Yep, I know what you’re thinking and I was thinking it too. What could this privileged woman who tortured the world with that Eat, Pray, Love schlock tell me about writing? (Hello, hubris! Who’s written several New York Times best-selling novels, and who’s penning a blog post that very few will read? Yes, I’ve totally checked myself! Beyond that, Elizabeth is a completely lovely person and uber talented. Her creative how-to book, Big Magic, is a life-changer. But that’s a post for another day.)
Yet something was pulling me to the event, so I purchased a ticket and had a girl’s night out of one. And I’m forever grateful that I did. What I found in that room was nothing short of transformative, and it was all because of one sentence. It turns out the majority of the audience also desired to become mega-successful authors and the Q&A was pretty much her fielding questions that amounted to, “How can I be you?” This went on for a while, until one gal, who had a more unique vantage point, approached the mic. She was in the process of crafting a memoir and wanted to know how to balance what she was writing with the relationships she hoped to maintain with her family. My ears perked up. Something that had been on my mind for years was about to be addressed by Ms. Gilbert? Let me get my pen out!

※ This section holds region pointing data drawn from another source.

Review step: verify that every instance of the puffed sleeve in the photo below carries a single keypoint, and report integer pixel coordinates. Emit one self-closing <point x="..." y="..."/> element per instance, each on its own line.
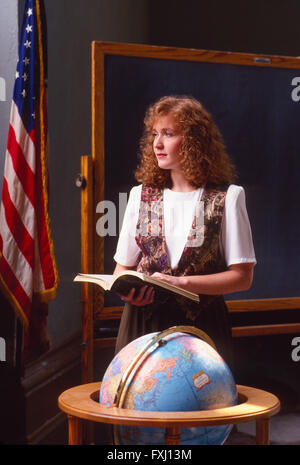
<point x="127" y="251"/>
<point x="236" y="235"/>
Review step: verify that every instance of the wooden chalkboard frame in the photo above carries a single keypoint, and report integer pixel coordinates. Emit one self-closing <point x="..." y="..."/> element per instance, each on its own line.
<point x="93" y="170"/>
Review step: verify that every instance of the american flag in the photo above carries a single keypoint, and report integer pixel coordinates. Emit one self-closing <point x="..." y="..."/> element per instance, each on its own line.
<point x="27" y="265"/>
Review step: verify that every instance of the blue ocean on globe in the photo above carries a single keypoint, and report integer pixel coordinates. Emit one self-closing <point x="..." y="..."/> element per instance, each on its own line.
<point x="181" y="373"/>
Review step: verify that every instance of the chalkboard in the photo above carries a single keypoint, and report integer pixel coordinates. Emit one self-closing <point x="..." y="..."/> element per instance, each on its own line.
<point x="254" y="101"/>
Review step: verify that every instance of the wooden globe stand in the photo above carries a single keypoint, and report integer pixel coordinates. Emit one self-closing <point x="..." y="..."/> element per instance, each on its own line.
<point x="81" y="404"/>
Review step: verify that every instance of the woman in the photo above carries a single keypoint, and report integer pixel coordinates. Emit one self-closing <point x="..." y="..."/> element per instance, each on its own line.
<point x="186" y="223"/>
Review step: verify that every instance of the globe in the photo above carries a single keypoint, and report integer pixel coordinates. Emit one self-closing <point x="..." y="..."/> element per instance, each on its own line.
<point x="175" y="370"/>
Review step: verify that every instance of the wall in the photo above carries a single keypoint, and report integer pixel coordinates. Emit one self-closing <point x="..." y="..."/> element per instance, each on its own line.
<point x="259" y="26"/>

What Elizabeth said next changed my life. She advised the young woman to keep writing, no matter what (that’s pretty much always the case – keep going!), but it’s the way she phrased it that finally gave me my “ah ha” moment when she said, “Write your ‘scorch the earth’ version first. You can decide about the rest later.” She went on to emphasize the importance of writing the most blistering account as the first draft. Say everything you want to say, exactly the way you want to say it! Will it end your relationships? Will you be written out of the will? Are you fated to die alone, thinned from the herd?
Hell, that’s a lot of weight, and honestly who in the hell knows?! What is important is that you WRITE. Just get it out. All of it. You know why? Because the only person who knows about this scorched the earth version is you! All of the rest is a huge pile of “maybes.”

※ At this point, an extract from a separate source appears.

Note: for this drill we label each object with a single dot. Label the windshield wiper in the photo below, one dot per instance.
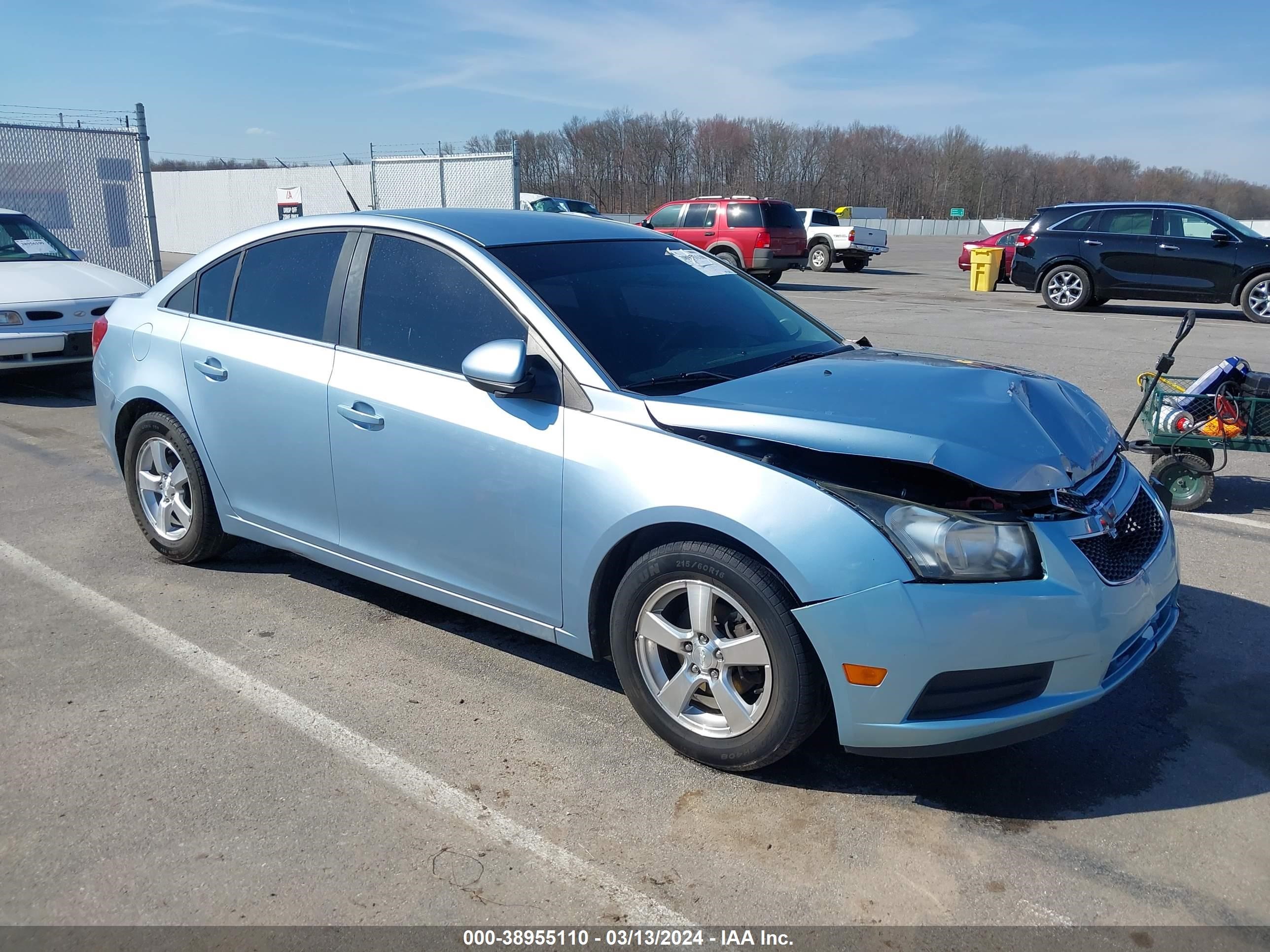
(687, 377)
(807, 356)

If, after you write the “fire” version and you think it might be a tad too much, guess what? You can revise it! Hello, draft two. (Or ten. Or one hundred. You get it.) Bonus: you’ve gotten to write exactly what you want, and you’ve remained blissfully consequence-free. And if you decide “scorch the earth” is the route you want to take? Well, that’s awesome too. Sure, Thanksgiving might be a little lonely, but, by the time you’ve reached the stage of publishing your truth, you’ll have had the space to wrestle with whatever fallout you might be facing. Better yet, you might be dining while staring at a framed New York Times Best Sellers list of your own.
The gift of “scorch the earth” for me was the gift of getting started. It finally gave me permission to move forward without fear – something that had been holding me back for years.